Several challenges exist in translating in vitro findings on FXYD3 to in vivo contexts:
-
Compensatory mechanisms: Other FXYD family members may compensate for FXYD3 deficiency in knockout models, potentially masking phenotypes.
-
Tissue-specific effects: FXYD3 appears to have distinct functions in different tissues (epithelial ion transport, cancer cell proliferation, protection against oxidative stress), requiring tissue-specific conditional knockout approaches.
-
Developmental considerations: The embryonic or developmental roles of FXYD3 remain poorly characterized, complicating interpretation of constitutive knockout phenotypes.
-
Translation between species: While recombinant rat FXYD3 is used in many experimental settings, species differences in FXYD3 sequence and function must be considered when extrapolating findings.
-
Technical challenges: The small size of FXYD3 (68 amino acids in rat) and its membrane localization present difficulties for structural studies and specific antibody development.
Future research should address these limitations through development of tissue-specific and inducible knockout models, improved structural characterization, and comparative studies across species.

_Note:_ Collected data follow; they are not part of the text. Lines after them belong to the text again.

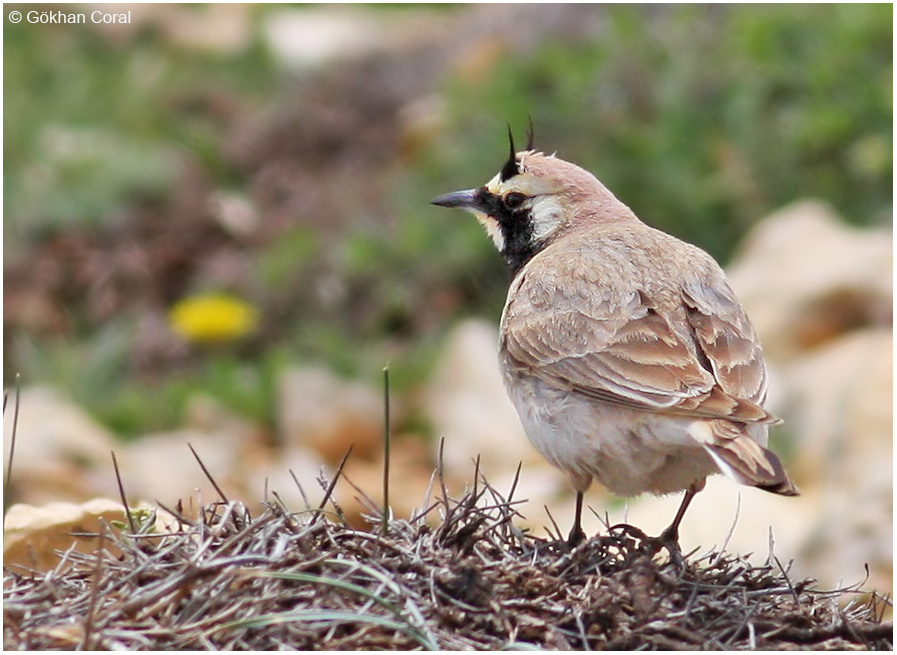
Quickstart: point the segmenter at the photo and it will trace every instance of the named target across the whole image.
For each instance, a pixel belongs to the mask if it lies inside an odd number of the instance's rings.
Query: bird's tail
[[[715,439],[704,448],[720,470],[737,482],[783,496],[800,495],[782,460],[743,431],[734,438]]]

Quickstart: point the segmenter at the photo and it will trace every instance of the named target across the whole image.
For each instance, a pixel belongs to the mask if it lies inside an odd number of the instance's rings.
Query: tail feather
[[[742,484],[782,496],[800,495],[782,460],[748,435],[704,444],[704,448],[723,473]]]

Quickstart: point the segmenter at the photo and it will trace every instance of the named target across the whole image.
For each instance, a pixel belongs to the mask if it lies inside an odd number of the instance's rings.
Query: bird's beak
[[[478,211],[479,202],[477,201],[477,189],[467,189],[465,191],[452,191],[445,195],[433,198],[431,205],[440,207],[451,207],[457,209],[466,209],[468,211]]]

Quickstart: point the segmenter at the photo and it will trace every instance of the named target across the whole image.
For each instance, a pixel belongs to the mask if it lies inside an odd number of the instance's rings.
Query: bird
[[[763,350],[719,264],[528,136],[515,152],[509,127],[495,177],[431,203],[473,213],[510,269],[499,366],[529,441],[576,492],[567,544],[586,538],[593,481],[623,497],[684,491],[655,539],[671,554],[710,475],[799,495],[767,448],[781,421]]]

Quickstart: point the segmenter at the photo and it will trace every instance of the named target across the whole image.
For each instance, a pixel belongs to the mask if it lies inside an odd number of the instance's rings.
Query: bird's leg
[[[586,533],[582,531],[582,492],[576,492],[576,516],[573,519],[573,529],[570,530],[570,536],[567,537],[567,545],[570,548],[578,546],[586,538]]]
[[[682,503],[679,505],[679,510],[676,512],[670,527],[661,532],[659,537],[644,539],[642,547],[644,552],[653,557],[661,548],[666,548],[670,554],[670,562],[679,569],[685,568],[685,560],[682,557],[682,551],[679,549],[679,524],[682,523],[682,517],[685,516],[685,510],[691,504],[692,498],[704,488],[704,482],[704,480],[698,480],[685,490],[685,496],[682,498]]]
[[[657,538],[660,544],[670,551],[671,555],[673,555],[674,551],[676,554],[680,554],[679,524],[682,523],[682,517],[685,516],[685,510],[691,505],[692,499],[704,488],[704,482],[705,480],[699,480],[685,490],[685,496],[682,498],[682,504],[679,505],[679,509],[676,512],[676,516],[673,518],[673,522],[670,524],[670,527],[661,532],[660,536]],[[675,557],[675,555],[673,555],[673,557]]]

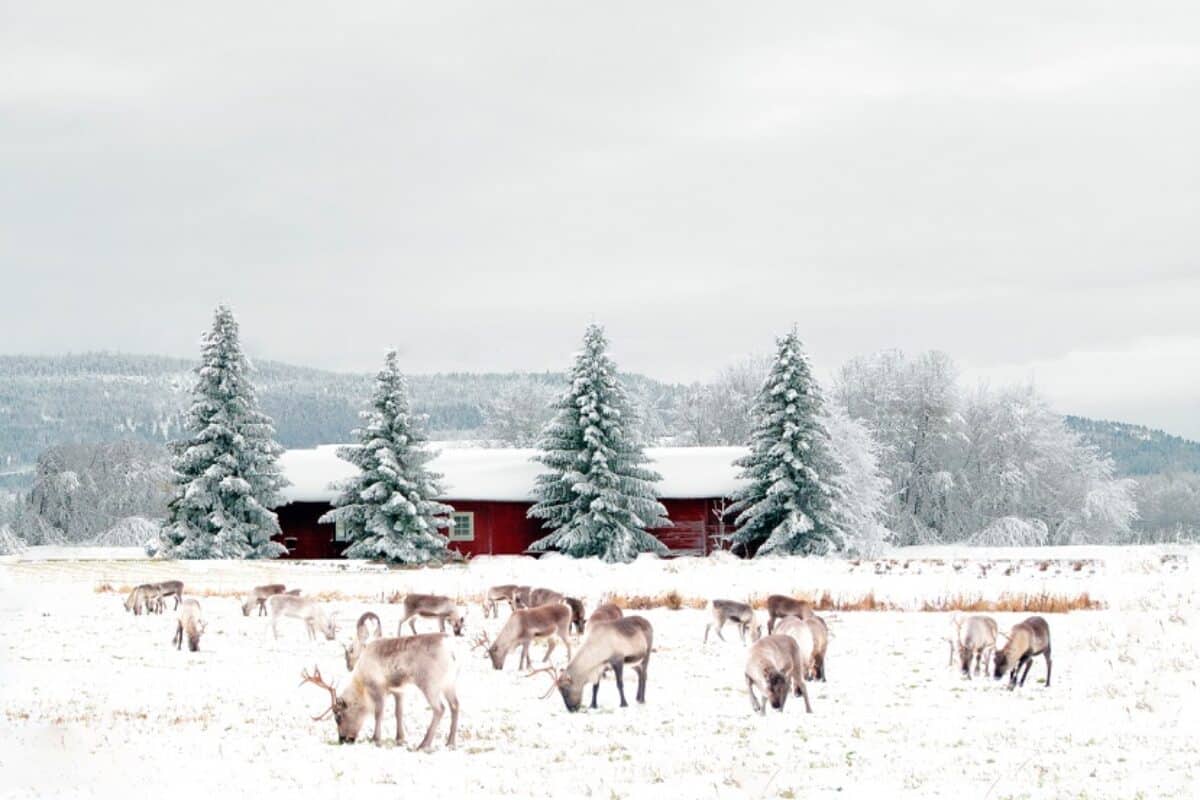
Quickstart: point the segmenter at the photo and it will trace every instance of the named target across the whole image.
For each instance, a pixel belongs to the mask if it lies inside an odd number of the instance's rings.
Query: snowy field
[[[83,556],[94,556],[84,558]],[[1195,797],[1200,785],[1200,614],[1194,550],[926,549],[878,562],[643,559],[628,567],[560,558],[478,559],[467,567],[386,570],[346,562],[164,563],[132,552],[33,549],[0,562],[0,793],[24,796],[230,794],[260,797]],[[123,596],[97,591],[178,577],[197,593],[209,629],[201,652],[169,644],[172,615],[133,617]],[[311,642],[287,621],[272,640],[227,593],[278,580],[327,593],[349,627],[372,609],[394,631],[395,592],[438,589],[470,603],[460,664],[459,746],[430,755],[369,741],[335,744],[327,705],[300,672],[318,664],[346,679],[341,647]],[[751,713],[745,649],[701,643],[707,615],[638,612],[655,629],[645,706],[571,715],[542,700],[545,676],[510,657],[495,672],[469,647],[482,626],[473,598],[492,583],[532,582],[685,601],[774,591],[853,597],[896,607],[938,597],[1089,595],[1102,611],[1047,614],[1054,680],[1038,659],[1023,689],[967,681],[947,666],[947,613],[831,611],[829,682],[812,685],[814,713]],[[336,594],[335,594],[336,593]],[[686,602],[685,602],[686,605]],[[1002,630],[1021,613],[997,613]],[[430,623],[418,623],[423,630]],[[343,637],[344,638],[344,635]],[[562,654],[555,654],[561,664]],[[537,658],[541,650],[537,650]],[[627,673],[632,699],[636,678]],[[428,724],[415,690],[410,747]],[[394,731],[391,710],[385,735]],[[369,730],[368,730],[369,733]]]

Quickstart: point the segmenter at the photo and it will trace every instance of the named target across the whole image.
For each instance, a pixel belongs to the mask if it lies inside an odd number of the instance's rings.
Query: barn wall
[[[528,519],[529,503],[483,500],[448,500],[457,511],[475,514],[475,540],[451,542],[464,555],[516,555],[525,552],[536,539],[545,535],[541,520]],[[676,553],[705,555],[712,551],[712,536],[717,520],[712,513],[714,501],[663,500],[670,528],[652,530],[663,544]],[[328,511],[327,503],[291,503],[275,511],[282,534],[276,536],[289,548],[284,558],[340,558],[345,544],[333,541],[333,525],[321,525],[317,519]]]

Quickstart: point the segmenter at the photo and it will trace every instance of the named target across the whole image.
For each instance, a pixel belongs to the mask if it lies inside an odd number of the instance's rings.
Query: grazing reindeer
[[[602,603],[596,606],[596,610],[588,617],[585,630],[591,630],[592,626],[598,622],[612,622],[615,619],[620,619],[625,616],[625,612],[616,603]]]
[[[767,633],[775,632],[775,620],[783,617],[808,619],[813,615],[812,603],[795,600],[785,594],[773,594],[767,598]]]
[[[183,600],[183,581],[162,581],[151,585],[158,589],[158,613],[163,612],[163,599],[167,597],[175,598],[175,607],[172,610],[179,610],[179,603]]]
[[[502,601],[508,603],[508,607],[513,611],[516,611],[518,608],[528,607],[529,587],[505,583],[488,589],[487,597],[483,601],[484,618],[498,617],[500,615],[499,604]]]
[[[759,714],[766,714],[767,703],[770,703],[771,708],[783,711],[788,692],[794,688],[796,696],[804,698],[804,710],[811,714],[812,705],[808,702],[804,669],[800,645],[791,636],[771,634],[750,645],[750,655],[746,659],[746,688],[750,692],[750,707]],[[754,695],[755,687],[763,696],[761,701]]]
[[[404,612],[400,615],[400,625],[396,630],[397,636],[404,635],[404,623],[412,629],[413,636],[417,635],[416,617],[433,617],[438,621],[438,632],[446,632],[446,620],[455,636],[462,636],[463,618],[458,613],[458,606],[449,597],[440,594],[410,594],[404,597]]]
[[[317,638],[317,630],[331,642],[337,636],[337,624],[333,617],[327,616],[325,610],[310,597],[273,594],[267,598],[267,609],[271,612],[271,632],[276,639],[279,638],[279,620],[282,617],[304,620],[310,639]]]
[[[392,695],[396,707],[396,743],[404,744],[404,722],[401,716],[404,687],[412,684],[421,690],[433,718],[418,749],[428,753],[433,749],[433,735],[438,723],[450,706],[450,735],[446,746],[453,749],[458,734],[458,694],[455,682],[458,665],[454,654],[441,633],[424,633],[396,639],[376,639],[368,644],[354,666],[350,684],[339,695],[321,678],[316,667],[310,674],[301,674],[300,685],[312,683],[329,692],[329,708],[314,720],[333,714],[337,724],[338,744],[353,744],[362,730],[367,715],[375,717],[375,746],[383,739],[383,706]],[[444,701],[444,702],[443,702]]]
[[[804,679],[825,680],[825,651],[829,648],[829,628],[825,620],[787,617],[775,628],[775,633],[791,636],[800,647],[804,659]]]
[[[712,622],[704,626],[704,643],[708,644],[709,631],[715,626],[717,629],[717,638],[722,642],[725,637],[721,634],[721,630],[725,627],[726,622],[736,622],[738,633],[742,637],[742,644],[746,643],[746,634],[751,634],[751,641],[758,641],[762,636],[762,628],[758,625],[758,621],[754,618],[754,609],[748,603],[739,603],[736,600],[713,600],[709,603],[712,610]],[[753,632],[751,629],[753,628]]]
[[[176,650],[182,650],[186,633],[188,650],[194,653],[200,649],[200,635],[207,627],[208,623],[200,618],[200,602],[189,597],[180,604],[175,620],[175,638],[171,639],[171,644],[175,645]]]
[[[371,640],[371,622],[375,623],[375,638],[383,638],[383,623],[379,621],[379,615],[374,611],[364,612],[358,618],[358,624],[354,626],[354,640],[348,645],[342,645],[342,649],[346,651],[347,670],[354,670],[354,665],[358,663],[358,657],[362,655],[363,648]]]
[[[600,678],[611,669],[617,679],[621,708],[625,708],[629,705],[625,700],[625,665],[631,665],[637,672],[637,701],[646,702],[646,670],[653,648],[654,628],[645,617],[621,617],[612,622],[591,625],[587,639],[565,669],[555,673],[553,667],[543,667],[529,674],[550,673],[554,677],[554,685],[544,696],[549,697],[557,689],[567,711],[574,712],[579,710],[583,689],[589,683],[592,684],[592,708],[596,707]]]
[[[1020,685],[1024,686],[1034,656],[1046,657],[1046,688],[1050,688],[1050,625],[1041,617],[1029,617],[1013,626],[1008,641],[996,650],[993,677],[1000,680],[1005,672],[1009,672],[1008,689],[1012,691],[1018,685],[1017,673],[1024,666],[1020,680]]]
[[[975,674],[982,675],[989,660],[989,651],[996,652],[996,620],[991,617],[973,616],[955,620],[954,639],[958,646],[958,659],[962,674],[971,677],[971,659],[975,659]]]
[[[575,633],[583,635],[583,629],[587,625],[587,613],[583,607],[583,601],[578,597],[568,597],[561,592],[556,592],[553,589],[531,589],[529,591],[529,601],[527,607],[534,608],[536,606],[544,606],[549,603],[565,603],[571,608],[571,626],[575,628]]]
[[[255,586],[250,594],[242,598],[242,616],[250,616],[250,609],[258,606],[258,616],[267,615],[267,598],[274,594],[283,594],[287,587],[282,583],[268,583],[265,586]]]
[[[514,611],[508,621],[504,623],[504,627],[496,636],[495,643],[489,642],[487,633],[483,632],[475,640],[475,645],[487,648],[488,657],[492,659],[492,667],[498,670],[504,669],[504,661],[508,658],[508,654],[514,647],[520,645],[521,659],[517,664],[517,669],[525,669],[532,666],[533,663],[529,659],[529,645],[534,640],[545,639],[549,642],[546,647],[546,657],[542,659],[543,662],[549,661],[550,654],[554,652],[557,644],[553,638],[555,636],[566,645],[569,659],[571,657],[571,641],[567,638],[567,633],[570,631],[570,626],[571,609],[562,603],[522,608]]]
[[[129,596],[125,598],[125,610],[132,611],[135,617],[141,616],[143,611],[152,614],[157,609],[157,598],[157,587],[151,583],[143,583],[133,587]]]

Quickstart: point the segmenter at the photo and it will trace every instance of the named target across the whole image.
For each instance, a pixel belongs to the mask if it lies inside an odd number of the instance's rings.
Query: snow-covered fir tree
[[[641,552],[665,553],[646,532],[670,525],[655,499],[661,476],[647,462],[637,436],[637,417],[608,357],[604,329],[590,325],[571,370],[571,385],[555,403],[542,432],[537,460],[549,467],[538,476],[538,502],[529,516],[553,529],[531,550],[557,550],[604,561],[632,561]]]
[[[776,344],[754,403],[750,453],[736,462],[749,483],[730,507],[733,541],[763,555],[827,553],[842,535],[821,394],[795,329]]]
[[[233,312],[218,306],[201,340],[201,362],[186,419],[173,442],[173,497],[163,529],[175,558],[274,558],[279,520],[271,508],[287,485],[271,418],[258,407]]]
[[[834,512],[846,555],[874,558],[890,538],[884,525],[891,482],[879,466],[879,443],[870,429],[851,419],[836,403],[827,403],[821,424],[829,433],[829,452],[837,464]]]
[[[444,562],[453,558],[449,539],[441,533],[454,509],[434,498],[441,476],[430,472],[433,454],[409,409],[408,387],[389,350],[375,379],[370,409],[354,431],[358,444],[338,449],[338,457],[358,467],[344,481],[334,510],[321,522],[345,526],[351,544],[348,558],[370,558],[400,564]]]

How might targeting FXYD3 impact normal physiological functions while treating cancer?
Considering FXYD3's roles in both cancer progression and normal epithelial physiology, potential therapeutic targeting raises important questions about off-target effects:
-
Ion transport disturbances: Since FXYD3 facilitates Na+ and liquid absorption across epithelia , inhibition could potentially disrupt fluid homeostasis in tissues such as the lung, kidney, and gastrointestinal tract.
-
Cell-type selectivity: Given that FXYD3 is expressed in multiple epithelial cell types , therapeutic approaches would need to selectively target cancer cells to minimize systemic effects.
-
Oxidative stress sensitivity: FXYD3's protective role against oxidative stress-induced Na+/K+ ATPase inhibition suggests that targeting this protein could sensitize normal tissues to oxidative damage.
-
Potential for combination therapy: The finding that FXYD3 knockdown enhances doxorubicin cytotoxicity in cancer cells suggests potential for combination approaches that might allow dose reduction of chemotherapeutics, potentially mitigating systemic toxicity.
Addressing these considerations requires further research into tissue-specific functions of FXYD3 and development of targeted delivery approaches for potential FXYD3-modulating therapeutics.